Virtual Jewish World: Crimea, Ukraine
Crimea (Heb. קְרִים) is a Ukrainian peninsula located on the northern coast of the Black Sea. From 1954 until 1991, Crimea was an oblast of Ukrainian S.S.R., and following the breakup of the Soviet Union, it became part of the Republic of Ukraine.
Late Antiquity & Middle Ages
Tatar Times
Czarist Rule
Crimea as a Potential Jewish Homeland
Soviet Union
Jewish Community Today
Late Antiquity and Early Middle Ages
Jews first settled in the southeastern area, and a Jewish Hellenistic community existed there by the end of the first century C.E. (based on inscriptions). Jerome (d. 420; on Zech. 10:11, Obad. 20) heard from Jews that the Jewish settlers by the Bosporus were descended from families exiled by the Assyrians and Babylonians and from deported warriors of Bar Kokhba; the Bosporus was called by the Jews "Sepharad." In ancient and medieval times southeastern Crimea was linked to the Taman Peninsula, across the Kerch Strait.
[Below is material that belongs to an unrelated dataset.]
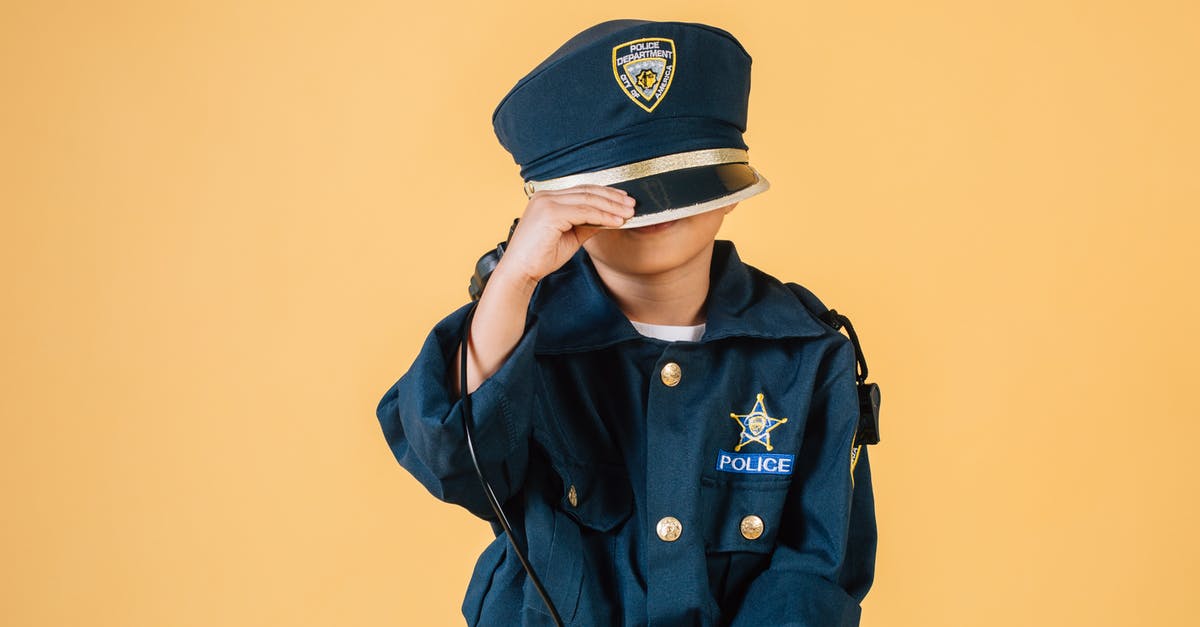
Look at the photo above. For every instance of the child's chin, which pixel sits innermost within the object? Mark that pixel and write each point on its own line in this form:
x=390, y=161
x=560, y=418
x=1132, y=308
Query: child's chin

In the seventh to tenth centuries, the Khazar conquerors maintained their regional center there, from which they ruled much of the Crimea and confronted the Byzantine coastal base of Cherson, near the present Sevastopol. The Arab geographers Idrīsī and Abu al-fidāʾ call the Khazar city merely Khazariyya (Khazaria); it was located on the site of the town Sennaya (formerly Phanagoria), adjacent to the Jewish settlement mentioned by the Byzantine historian Theophanes, and is probably identical to the port Samkush (Samkerch) "of the Jews," referred to by the Arabic geographer Ibn al-Faqīh. Tombstones of Jews and Khazar proselytes have Jewish Hellenistic ornamentation. Similar Jewish tombstones have been found in Kerch and Partenit (Parthenita), near Yalta. The Byzantine chronicler Cedrinus relates that in 1016 a Byzantine Russian-assisted fleet subdued the region of Khazaria ruled by Georgios Tzoulos. The Russians were henceforth represented by a prince at Tmutorokan (Taman), while the Byzantines overlooked most of Crimea from Cherson. The Khazars served as the prince’s military auxiliaries in an inner Russian conflict in 1023, and in 1079 intervened with Byzantium in the competition for the princely office; this led to their massacre in 1083.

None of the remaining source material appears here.